“O presidente Jair Bolsonaro está usando a Caixa Econômica para fins eleitoreiros para conquistar o voto dos mais pobres. Esse pode ser o maior esquema de compra de votos desde a redemocratização”. Essa é a avaliação do diretor do Sindicato dos Bancários/ES Ronan Teixeira. Desde do dia 10 de outubro, o banco público foi incumbido de puxar os empréstimos consignados para os beneficiários do Auxílio Brasil (antigo Bolsa Família) e do BPC (Benefício de Prestação Continuada). Em apenas três dias da semana passada, a Caixa liberou R$ 1,8 bilhão em empréstimos consignados a cerca de 700 mil beneficiários do Auxílio Brasil. O valor médio do empréstimo é de R$ 2.600, que pode ser pago em até 24 prestações com taxa mensal de juros de 3,45% ou 41,4% ao ano. 

Para Ronan Teixeira, o consignado do Auxílio Brasil é uma cilada para os beneficiários do programa. “O empréstimo cria um efeito ilusório nessas pessoas que estão há quatro anos privadas das coisas mais básicas. Em outras palavras, estão à margem do consumo. É uma tremenda irresponsabilidade do governo comprometer o benefício de um programa de transferência de renda atraindo essas pessoas para a armadilha do empréstimo”. O dirigente alerta que em dezembro, o benefício de R$ 600 volta para R$ 400 e quase a metade desse dinheiro (R$ 160) estará comprometida com o pagamento do empréstimo. “Isso significa que em 2023 esse empréstimo vai tirar comida da mesa dos mais vulneráveis”, critica. 

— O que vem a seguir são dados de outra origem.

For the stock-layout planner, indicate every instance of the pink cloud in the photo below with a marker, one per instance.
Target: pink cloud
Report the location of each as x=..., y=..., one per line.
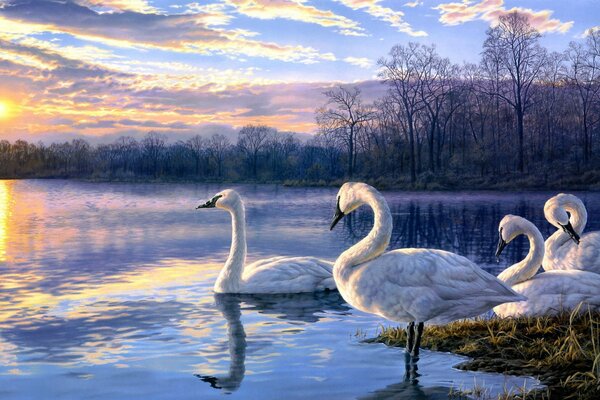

O dirigente afirma que Bolsonaro não se importa se os mais pobres vão passar fome daqui a uns meses. “Ele está preocupado apenas em se reeleger, custe o que custar”. O dirigente diz que a estratégia de Bolsonaro é conquistar os votos dos eleitores com renda familiar de até dois salários mínimos. 

Pesquisa Ipec divulgada nessa segunda-feira, 17, apontou que, nos domicílios em que há beneficiários de programas sociais, Lula lidera a corrida presidencial com 60% das intenções de voto, enquanto Bolsonaro tem 36%.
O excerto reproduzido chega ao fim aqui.